Obesity - clinical condition
Obesity is characterised by severe excess weight in the form of fat and is defined on the basis of a measure referred to as Body Mass Index (BMI). A BMI of more than 30 is referred to as clinical obesity, while a BMI of between 25 and 30 expresses overweight. According to the World Health Organization (WHO), obesity has reached epidemic proportions globally, with up to 1.6 billion adults (over 15 years old) overweight and at least 400 million of them clinically obese.
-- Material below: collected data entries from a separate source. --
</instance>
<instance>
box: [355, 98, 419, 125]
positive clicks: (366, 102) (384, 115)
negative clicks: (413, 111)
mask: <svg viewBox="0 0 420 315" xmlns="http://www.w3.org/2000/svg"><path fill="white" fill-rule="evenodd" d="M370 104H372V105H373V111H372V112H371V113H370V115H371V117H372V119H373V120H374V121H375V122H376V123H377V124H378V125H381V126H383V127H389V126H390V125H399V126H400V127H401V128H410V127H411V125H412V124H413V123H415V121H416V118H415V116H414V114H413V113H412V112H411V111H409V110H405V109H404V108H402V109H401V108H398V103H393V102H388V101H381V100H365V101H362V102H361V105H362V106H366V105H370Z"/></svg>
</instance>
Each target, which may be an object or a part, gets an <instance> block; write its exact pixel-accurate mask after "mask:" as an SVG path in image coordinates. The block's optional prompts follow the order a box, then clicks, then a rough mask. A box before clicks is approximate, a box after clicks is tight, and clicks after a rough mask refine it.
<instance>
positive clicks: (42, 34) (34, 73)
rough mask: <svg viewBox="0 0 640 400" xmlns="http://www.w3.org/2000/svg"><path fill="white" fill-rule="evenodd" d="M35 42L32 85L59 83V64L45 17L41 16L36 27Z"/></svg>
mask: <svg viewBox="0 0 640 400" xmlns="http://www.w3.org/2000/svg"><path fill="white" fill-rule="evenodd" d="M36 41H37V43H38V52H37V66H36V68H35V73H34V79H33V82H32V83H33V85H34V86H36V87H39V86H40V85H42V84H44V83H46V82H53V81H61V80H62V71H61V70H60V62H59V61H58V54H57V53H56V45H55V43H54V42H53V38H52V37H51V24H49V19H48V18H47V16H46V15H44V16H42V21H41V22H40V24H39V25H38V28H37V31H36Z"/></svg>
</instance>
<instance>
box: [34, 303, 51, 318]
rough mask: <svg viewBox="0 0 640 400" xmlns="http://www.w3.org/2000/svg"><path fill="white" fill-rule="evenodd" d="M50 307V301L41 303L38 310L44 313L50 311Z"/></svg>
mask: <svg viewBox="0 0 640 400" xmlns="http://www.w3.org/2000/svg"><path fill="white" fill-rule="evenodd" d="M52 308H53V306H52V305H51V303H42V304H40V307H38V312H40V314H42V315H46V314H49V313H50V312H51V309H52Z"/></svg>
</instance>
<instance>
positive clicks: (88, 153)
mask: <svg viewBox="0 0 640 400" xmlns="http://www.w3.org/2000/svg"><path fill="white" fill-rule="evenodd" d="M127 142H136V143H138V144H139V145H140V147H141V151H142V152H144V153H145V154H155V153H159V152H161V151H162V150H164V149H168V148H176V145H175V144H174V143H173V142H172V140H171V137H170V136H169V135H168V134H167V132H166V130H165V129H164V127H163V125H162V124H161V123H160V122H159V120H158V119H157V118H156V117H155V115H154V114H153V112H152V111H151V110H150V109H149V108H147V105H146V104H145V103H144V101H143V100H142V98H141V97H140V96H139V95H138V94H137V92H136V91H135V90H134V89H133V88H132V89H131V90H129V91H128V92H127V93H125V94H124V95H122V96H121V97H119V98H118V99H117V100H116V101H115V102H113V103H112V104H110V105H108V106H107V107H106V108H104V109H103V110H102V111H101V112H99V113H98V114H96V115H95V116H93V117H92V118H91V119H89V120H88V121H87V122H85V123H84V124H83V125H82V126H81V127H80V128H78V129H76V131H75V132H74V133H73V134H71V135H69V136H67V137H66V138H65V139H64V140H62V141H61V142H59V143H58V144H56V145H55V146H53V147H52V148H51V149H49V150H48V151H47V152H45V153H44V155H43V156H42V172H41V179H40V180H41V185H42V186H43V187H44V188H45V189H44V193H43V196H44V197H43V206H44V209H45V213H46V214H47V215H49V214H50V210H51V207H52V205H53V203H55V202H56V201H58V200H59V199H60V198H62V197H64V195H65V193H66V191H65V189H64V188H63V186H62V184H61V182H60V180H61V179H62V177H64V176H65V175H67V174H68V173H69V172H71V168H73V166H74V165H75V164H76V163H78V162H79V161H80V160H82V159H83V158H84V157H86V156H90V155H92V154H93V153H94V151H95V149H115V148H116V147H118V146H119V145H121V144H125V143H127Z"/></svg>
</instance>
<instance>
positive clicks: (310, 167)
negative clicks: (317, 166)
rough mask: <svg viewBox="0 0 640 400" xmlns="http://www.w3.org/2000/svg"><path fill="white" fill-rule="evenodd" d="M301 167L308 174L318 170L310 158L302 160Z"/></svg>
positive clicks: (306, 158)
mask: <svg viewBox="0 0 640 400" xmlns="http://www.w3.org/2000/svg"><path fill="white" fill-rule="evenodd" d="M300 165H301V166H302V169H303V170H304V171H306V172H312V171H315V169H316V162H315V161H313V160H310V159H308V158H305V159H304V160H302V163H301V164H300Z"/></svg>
According to the American Obesity Association (Obesity Fact Sheet), patients with obesity are at risk of developing one or more serious medical conditions, which can cause poor health and premature death. Obesity has been found to be the largest environmental influence on the prevalence of diabetes and it complicates the management of type 2 diabetes by increasing insulin resistance and glucose intolerance, which makes the medical treatment for type 2 diabetes less effective. Approximate 90% of individuals with type 2 diabetes are reported to be overweight or obese. In addition, obesity increases the risk of cardiovascular disease, and is a major risk factor for heart attack. Over 75 per cent of hypertension cases are reported to be directly attributed to obesity. A weight loss of as little as 5 per cent can reduce high blood sugar and blood cholesterol.